A further strength of the present study was collection of quantitative data on multiple different health, physical, and behavioral problems using the ATEC (a previously validated scoring instrument) in a cohort of participants diagnosed with an ASD at a single time point. This argues that the observations made were not the result of mere chance observations, and supports the notion that subjects diagnosed with an ASD have significant, concurrent multiple health, physical, and behavioral problems. Further, the consistency of observations on multiple different health, physical, and behavioral problems made using the ATEC in comparison with previously studies by other investigators helps to support the validity of the ATEC as a testing metric in ASD populations.
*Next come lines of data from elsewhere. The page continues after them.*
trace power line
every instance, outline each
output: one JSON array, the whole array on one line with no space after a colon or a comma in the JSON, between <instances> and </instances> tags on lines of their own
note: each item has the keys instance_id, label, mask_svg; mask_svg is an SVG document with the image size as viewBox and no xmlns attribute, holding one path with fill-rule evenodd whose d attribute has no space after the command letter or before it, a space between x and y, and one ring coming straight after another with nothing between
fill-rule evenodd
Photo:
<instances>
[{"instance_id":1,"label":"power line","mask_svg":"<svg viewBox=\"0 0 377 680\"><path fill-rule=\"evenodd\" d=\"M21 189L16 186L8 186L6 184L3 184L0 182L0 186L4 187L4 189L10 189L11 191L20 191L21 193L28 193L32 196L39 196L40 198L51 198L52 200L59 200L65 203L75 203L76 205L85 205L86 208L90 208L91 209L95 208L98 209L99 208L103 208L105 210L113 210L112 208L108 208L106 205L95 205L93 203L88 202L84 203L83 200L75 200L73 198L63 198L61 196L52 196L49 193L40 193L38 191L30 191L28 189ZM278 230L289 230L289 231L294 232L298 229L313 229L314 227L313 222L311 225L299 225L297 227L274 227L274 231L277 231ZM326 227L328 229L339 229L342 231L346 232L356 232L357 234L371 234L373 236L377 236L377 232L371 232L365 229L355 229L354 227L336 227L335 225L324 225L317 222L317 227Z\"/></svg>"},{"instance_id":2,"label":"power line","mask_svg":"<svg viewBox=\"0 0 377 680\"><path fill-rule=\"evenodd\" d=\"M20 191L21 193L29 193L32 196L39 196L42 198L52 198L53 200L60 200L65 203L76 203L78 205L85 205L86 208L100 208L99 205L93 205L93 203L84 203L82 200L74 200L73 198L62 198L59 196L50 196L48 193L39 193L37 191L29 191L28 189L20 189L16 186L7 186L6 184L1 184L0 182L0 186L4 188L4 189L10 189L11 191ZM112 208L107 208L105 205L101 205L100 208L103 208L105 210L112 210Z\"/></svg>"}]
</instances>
Among the limitations of the present study is that participants examined were assumed to be on the autism spectrum based upon the fact that they were previously diagnosed with an ASD and a subsequent professional CARS evaluation. It is possible that other tests such as Autism Diagnostic Observation Schedule (ADOS) or Autism Diagnostic Interview, Revised (ADI-R) could have influenced whether the study participants were considered to be on the autism spectrum. Despite this potential limitation, CARS evaluations are well recognized metric of helping to establish an ASD diagnosis. Another limitation of the present study was that no control group was employed to evaluate the frequency and severity of the health, physical, and behavioral problems in comparison to control groups. As a result, it is not possible with certainty establish where the symptoms observed in study participants occurred at significantly higher rates in the ASD population in comparison to controls. Notwithstanding this limitation, the overall high prevalence and significant severity of the health, physical, and behavioral problems observed argue that the symptoms observed are of significant importance to the ASD population. Finally, another limitation of the present study was that it was not designed to evaluate the potential interrelationship between the various health, physical, and behavioral problems observed in the study participants. Future studies should further examine the potential interrelationship between the various health, physical, and behavioral problems observed in the present study in different ASD populations. ❑
CONCLUSIONS
The present study is the first to systemically report on multiple health, physical, and behavioral problems commonly occurring in subjects diagnosed with an ASD that traverse significantly beyond the three core features used to diagnose an ASD. The findings from this study, taken together with other research findings, suggest that there are significant health, physical, and behavioral problems in subjects diagnosed with an ASD beyond psychiatric disturbances. The economical identification of these problems by healthcare providers is possible using the ATEC form, and treatment of these problems may significantly help to reduce morbidity in subjects diagnosed with an ASD. Future studies should further longitudinally evaluate health, physical, and behavior problems in other ASD populations using other metrics. ❑
ACKNOWLEDGEMENTS
We wish to thank the study participants for their involvement. This research was supported by a grant from the Autism Research Institute, non-profit CoMeD, Inc., and by the non-profit Institute of Chronic Illnesses, Inc.